Tag Archives: git

source code survival rate

The curl project has its roots in the late 1996, but we haven’t kept track of all of the early code history. We imported our code to Sourceforge late 1999 and that’s how far back we can see in our current git repository. The exact date is “Wed Dec 29 14:20:26 UTC 1999”. So, almost 14 years of development.

Warning: this blog post contains more useless info and graphs than many mortals can handle. Be aware!

How much old code remain in the current source tree? Or perhaps put differently: how is the refresh rate of the code? We fix bugs, we change things, we add features. Surely we’ll slowly over time rewrite the old code and replace it with new more shiny and better working code? I decided to check this. Here’s what I found!

The tools

We have all code in git. ‘git blame’ is the primary tool I used as it lists all lines of all source code and tells us when it was added. I did some additional perl scripting around it.

The code

I decided to check all code in the src/ and lib/ directories in the curl and libcurl source tree. The source code is used to create both the curl tool and the libcurl library and back in 1999 there was no libcurl like today so we do get a slightly better coverage of history this way.
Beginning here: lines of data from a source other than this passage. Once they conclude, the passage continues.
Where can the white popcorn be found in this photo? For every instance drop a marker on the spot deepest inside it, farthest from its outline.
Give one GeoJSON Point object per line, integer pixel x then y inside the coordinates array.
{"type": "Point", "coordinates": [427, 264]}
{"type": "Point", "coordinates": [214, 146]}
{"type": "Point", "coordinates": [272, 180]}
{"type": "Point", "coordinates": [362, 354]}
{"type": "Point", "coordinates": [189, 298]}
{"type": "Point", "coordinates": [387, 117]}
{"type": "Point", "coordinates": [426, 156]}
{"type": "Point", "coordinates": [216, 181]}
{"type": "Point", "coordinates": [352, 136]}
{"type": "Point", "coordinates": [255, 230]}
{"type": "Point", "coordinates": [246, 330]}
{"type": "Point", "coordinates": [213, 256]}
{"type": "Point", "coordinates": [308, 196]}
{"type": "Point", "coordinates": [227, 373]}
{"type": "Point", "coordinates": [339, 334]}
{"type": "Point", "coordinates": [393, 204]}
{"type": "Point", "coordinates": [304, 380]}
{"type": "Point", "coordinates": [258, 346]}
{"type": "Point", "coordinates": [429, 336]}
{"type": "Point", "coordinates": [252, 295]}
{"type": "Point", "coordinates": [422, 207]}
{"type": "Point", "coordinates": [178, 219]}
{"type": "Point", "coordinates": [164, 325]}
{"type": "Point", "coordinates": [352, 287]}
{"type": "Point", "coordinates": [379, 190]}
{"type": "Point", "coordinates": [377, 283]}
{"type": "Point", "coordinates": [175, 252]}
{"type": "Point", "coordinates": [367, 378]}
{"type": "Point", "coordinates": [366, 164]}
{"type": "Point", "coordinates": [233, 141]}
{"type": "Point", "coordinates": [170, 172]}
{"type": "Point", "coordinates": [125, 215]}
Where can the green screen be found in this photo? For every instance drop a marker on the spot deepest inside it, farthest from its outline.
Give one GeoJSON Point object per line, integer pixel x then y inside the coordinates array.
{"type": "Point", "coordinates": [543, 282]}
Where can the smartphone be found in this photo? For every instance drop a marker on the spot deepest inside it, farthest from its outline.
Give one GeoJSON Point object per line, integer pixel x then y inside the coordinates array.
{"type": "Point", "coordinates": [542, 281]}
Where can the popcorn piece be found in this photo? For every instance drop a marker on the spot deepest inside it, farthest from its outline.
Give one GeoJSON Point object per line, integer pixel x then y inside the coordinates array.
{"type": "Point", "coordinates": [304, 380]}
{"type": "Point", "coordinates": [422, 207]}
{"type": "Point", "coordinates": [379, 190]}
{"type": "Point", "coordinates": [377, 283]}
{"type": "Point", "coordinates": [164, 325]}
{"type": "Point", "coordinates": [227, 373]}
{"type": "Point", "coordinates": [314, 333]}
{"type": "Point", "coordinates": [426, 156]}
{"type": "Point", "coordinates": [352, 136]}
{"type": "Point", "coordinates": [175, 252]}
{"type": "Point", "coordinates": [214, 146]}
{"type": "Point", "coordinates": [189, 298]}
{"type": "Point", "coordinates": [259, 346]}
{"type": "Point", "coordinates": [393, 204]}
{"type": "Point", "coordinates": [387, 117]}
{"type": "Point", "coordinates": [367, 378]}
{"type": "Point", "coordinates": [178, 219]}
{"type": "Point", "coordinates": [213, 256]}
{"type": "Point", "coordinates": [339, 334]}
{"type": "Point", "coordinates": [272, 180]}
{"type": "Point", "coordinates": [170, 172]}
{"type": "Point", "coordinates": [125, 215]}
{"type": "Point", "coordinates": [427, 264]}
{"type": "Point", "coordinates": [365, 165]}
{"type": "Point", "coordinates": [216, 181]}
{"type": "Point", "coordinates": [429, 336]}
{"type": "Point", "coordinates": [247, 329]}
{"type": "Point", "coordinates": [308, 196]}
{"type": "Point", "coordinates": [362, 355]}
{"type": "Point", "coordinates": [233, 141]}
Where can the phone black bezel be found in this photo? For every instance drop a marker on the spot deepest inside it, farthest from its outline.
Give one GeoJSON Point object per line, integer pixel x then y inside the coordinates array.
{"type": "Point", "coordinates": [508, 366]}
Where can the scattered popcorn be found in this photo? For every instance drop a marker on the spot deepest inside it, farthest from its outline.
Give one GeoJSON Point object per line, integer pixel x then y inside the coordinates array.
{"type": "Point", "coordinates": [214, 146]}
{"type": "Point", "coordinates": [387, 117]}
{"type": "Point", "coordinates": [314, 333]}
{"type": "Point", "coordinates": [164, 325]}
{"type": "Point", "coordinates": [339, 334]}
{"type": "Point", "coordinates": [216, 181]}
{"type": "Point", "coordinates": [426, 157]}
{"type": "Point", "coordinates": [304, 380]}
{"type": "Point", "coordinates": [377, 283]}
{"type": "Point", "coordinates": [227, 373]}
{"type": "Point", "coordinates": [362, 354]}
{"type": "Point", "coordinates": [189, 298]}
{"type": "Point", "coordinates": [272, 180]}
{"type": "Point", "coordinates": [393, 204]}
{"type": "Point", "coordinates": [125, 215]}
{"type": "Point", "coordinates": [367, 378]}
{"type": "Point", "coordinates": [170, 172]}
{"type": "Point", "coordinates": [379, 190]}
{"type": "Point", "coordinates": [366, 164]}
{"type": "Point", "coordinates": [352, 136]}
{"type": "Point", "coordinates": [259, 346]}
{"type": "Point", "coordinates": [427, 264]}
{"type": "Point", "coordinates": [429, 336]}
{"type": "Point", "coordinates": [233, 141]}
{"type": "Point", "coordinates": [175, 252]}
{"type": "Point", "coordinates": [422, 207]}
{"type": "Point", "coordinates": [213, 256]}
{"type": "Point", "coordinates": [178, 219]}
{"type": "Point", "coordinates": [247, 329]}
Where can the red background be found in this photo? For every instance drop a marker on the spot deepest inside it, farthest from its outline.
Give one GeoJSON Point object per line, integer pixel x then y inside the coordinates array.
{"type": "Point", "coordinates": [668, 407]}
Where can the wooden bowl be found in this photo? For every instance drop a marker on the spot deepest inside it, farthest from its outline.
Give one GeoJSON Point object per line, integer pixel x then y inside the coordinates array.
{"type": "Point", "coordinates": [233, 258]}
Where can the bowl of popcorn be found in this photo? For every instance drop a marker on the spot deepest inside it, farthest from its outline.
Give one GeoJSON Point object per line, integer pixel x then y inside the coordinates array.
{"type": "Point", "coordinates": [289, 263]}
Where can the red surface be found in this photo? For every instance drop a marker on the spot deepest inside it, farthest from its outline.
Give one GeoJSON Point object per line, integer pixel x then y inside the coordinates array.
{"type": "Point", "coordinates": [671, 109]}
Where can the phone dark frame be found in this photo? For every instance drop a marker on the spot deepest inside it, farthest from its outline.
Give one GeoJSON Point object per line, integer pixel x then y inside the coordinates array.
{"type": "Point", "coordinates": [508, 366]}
In total this sums up to some 112000 lines in the current .c and .h files.

To count the total amount of commits done to those specific files through history I ran:

git log --oneline src/*.[ch] lib/*.[ch] | wc -l

6047 commits in total. (if I don’t specify the files and count all commits in the repo it ends up at 16954)

git stats

We run gitstats on the curl repo every day so you can go there for some more and current stats. Right now it tells us that average number of commits is 4.7 per active day (that means days when actually something was committed), or 3.4 per all days over the entire time. There was git activity 3576 days in total. By 224 authors.

Surviving commits

How much of the code would you think still remains that were present already that December day 1999?
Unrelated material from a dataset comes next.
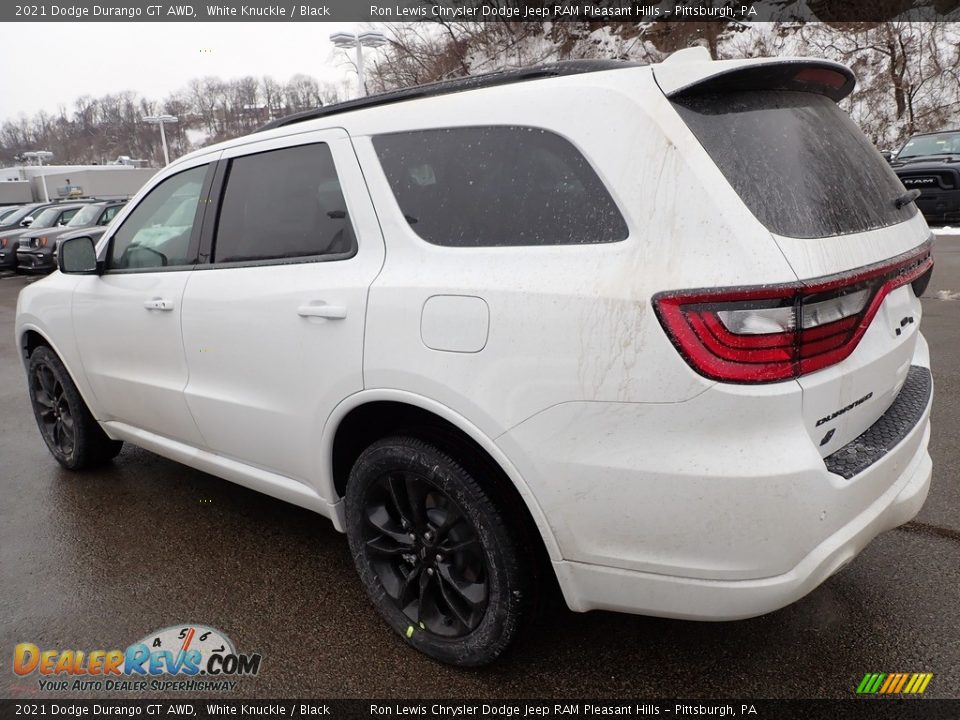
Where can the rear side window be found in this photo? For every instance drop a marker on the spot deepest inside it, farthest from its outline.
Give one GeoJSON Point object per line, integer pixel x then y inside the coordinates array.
{"type": "Point", "coordinates": [496, 186]}
{"type": "Point", "coordinates": [800, 164]}
{"type": "Point", "coordinates": [283, 204]}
How much of the code in the current code base would you think was written the last few years?

Commit vs Author vs Date

I wanted to see how much old code that exists, or perhaps how the age of the code is represented in the current code base. I decided to therefore base my logic on the author time that git tracks. It is basically the time when the author of a change commits it to his/her local tree as then the change can be applied later on by a committer that can be someone else, but the author time remains the same. Sometimes a committer commits multiple patches at once, possibly at a much later time etc so I figured the author time would be a better time stamp. I also decided to track the date instead of just the commit hash so that I can sort the changes properly and also make interesting graphs that are based on that time. I use the time with a second precision so changes done a second apart will be recorded as two separate changes while two commits done with the same author time stamp will be counted as the same time.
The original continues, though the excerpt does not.